Nonostante la grande promessa che questo significava in una carriera militare, la verità è che il soldato 113 non desiderava stare lì. Accanto a questi attributi – o meglio, aleggiando al di sopra di essi in una zona inaccessibile all’orizzonte di quegli ufficiali – ce n’erano altri. João Scognamiglio Clá Dias – questo era il suo nome civile – apparteneva alla nascente opera del Dott. Plinio Corrêa de Oliveira e, coltivando un’intensa vita di pietà, già faceva con una certa frequenza le sue meditazioni, recitava il Rosario e faceva la Comunione tutti i giorni. Da quando aveva incontrato per la prima volta il suo maestro spirituale, si era consegnato per sempre a una vocazione di carattere nitidamente religioso.

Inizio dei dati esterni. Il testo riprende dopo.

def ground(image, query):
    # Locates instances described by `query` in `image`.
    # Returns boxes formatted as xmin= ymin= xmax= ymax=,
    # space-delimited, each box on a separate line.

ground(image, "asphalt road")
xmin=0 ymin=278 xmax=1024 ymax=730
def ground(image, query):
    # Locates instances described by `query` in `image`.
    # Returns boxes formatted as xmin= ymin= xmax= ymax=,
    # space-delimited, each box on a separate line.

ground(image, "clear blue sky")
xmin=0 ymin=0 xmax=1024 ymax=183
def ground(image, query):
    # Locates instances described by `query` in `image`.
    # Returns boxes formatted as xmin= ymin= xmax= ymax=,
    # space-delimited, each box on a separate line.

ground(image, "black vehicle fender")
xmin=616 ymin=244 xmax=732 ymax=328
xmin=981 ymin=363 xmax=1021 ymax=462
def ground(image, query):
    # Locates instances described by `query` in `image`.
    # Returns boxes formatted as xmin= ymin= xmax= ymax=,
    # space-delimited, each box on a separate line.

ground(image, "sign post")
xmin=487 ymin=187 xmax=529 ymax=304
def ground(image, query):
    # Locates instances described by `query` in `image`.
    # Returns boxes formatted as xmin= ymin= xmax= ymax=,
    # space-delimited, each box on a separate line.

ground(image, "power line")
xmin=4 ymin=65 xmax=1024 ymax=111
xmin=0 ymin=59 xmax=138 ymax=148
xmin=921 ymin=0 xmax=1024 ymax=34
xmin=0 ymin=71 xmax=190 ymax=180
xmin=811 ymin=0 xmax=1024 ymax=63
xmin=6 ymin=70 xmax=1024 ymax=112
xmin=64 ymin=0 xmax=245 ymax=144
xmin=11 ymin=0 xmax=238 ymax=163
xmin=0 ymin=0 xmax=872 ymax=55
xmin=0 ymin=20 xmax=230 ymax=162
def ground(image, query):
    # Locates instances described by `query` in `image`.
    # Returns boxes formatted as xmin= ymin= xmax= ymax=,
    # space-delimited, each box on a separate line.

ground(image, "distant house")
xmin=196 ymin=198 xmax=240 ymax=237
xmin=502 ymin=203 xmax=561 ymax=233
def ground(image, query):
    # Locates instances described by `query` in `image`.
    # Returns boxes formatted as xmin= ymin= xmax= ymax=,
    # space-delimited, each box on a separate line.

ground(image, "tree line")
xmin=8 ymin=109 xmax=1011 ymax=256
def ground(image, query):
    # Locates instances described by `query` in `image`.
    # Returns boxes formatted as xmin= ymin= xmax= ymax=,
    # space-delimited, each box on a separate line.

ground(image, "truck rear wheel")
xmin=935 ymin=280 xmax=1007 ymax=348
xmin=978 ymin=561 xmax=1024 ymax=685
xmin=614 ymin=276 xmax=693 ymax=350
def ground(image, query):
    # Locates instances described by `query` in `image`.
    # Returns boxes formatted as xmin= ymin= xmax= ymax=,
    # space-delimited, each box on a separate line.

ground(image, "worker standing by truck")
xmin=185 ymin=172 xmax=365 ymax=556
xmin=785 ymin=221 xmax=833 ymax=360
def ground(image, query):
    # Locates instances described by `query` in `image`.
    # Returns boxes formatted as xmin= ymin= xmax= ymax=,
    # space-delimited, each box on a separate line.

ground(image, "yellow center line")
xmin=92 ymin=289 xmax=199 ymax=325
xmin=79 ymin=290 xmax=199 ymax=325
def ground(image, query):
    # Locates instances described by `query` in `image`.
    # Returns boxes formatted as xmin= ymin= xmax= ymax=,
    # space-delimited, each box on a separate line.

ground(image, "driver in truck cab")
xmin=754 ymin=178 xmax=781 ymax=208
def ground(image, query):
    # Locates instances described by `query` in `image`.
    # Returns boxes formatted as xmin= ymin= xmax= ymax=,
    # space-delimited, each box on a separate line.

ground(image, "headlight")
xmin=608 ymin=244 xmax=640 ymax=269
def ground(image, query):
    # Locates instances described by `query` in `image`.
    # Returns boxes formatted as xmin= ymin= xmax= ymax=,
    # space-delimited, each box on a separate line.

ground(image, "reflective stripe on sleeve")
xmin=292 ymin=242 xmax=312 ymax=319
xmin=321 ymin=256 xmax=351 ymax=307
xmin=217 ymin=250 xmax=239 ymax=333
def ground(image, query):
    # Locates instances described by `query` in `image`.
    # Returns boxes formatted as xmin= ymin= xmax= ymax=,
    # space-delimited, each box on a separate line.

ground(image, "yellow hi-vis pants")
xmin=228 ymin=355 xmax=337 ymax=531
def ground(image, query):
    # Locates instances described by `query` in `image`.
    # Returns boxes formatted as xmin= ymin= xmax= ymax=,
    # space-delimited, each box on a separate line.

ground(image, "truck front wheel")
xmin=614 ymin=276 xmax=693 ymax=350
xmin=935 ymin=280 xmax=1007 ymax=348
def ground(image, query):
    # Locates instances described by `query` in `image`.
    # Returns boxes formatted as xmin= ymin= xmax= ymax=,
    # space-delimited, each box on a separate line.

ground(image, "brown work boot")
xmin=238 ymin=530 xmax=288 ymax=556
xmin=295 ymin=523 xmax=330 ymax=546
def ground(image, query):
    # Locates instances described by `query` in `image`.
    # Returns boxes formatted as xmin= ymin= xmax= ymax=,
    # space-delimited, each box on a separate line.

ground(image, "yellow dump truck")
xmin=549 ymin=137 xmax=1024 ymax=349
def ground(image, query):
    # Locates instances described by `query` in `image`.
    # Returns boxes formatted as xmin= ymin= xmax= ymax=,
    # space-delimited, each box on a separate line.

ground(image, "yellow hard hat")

Inoltre, l’atmosfera che si respirava in caserma era destinata a creare non poco imbarazzo. Condizioni promiscue, sommate alle conversazioni sconvenienti di molte reclute e ad altre occasioni di tentazione, lo costringevano a sacrifici e peripezie per mantenersi integro nella fede e nella pratica della castità.

Come risultato, i suoi compagni lo perseguitavano a tal punto che passava intere notti sveglio, preoccupato di ciò che sarebbe potuto accadere. Chiese persino, in lacrime, alla Madonna di prendere la sua anima, perché gli sembrava di non avere più le forze per sopportare quella situazione che egli stesso definì “un anno di tormenti”.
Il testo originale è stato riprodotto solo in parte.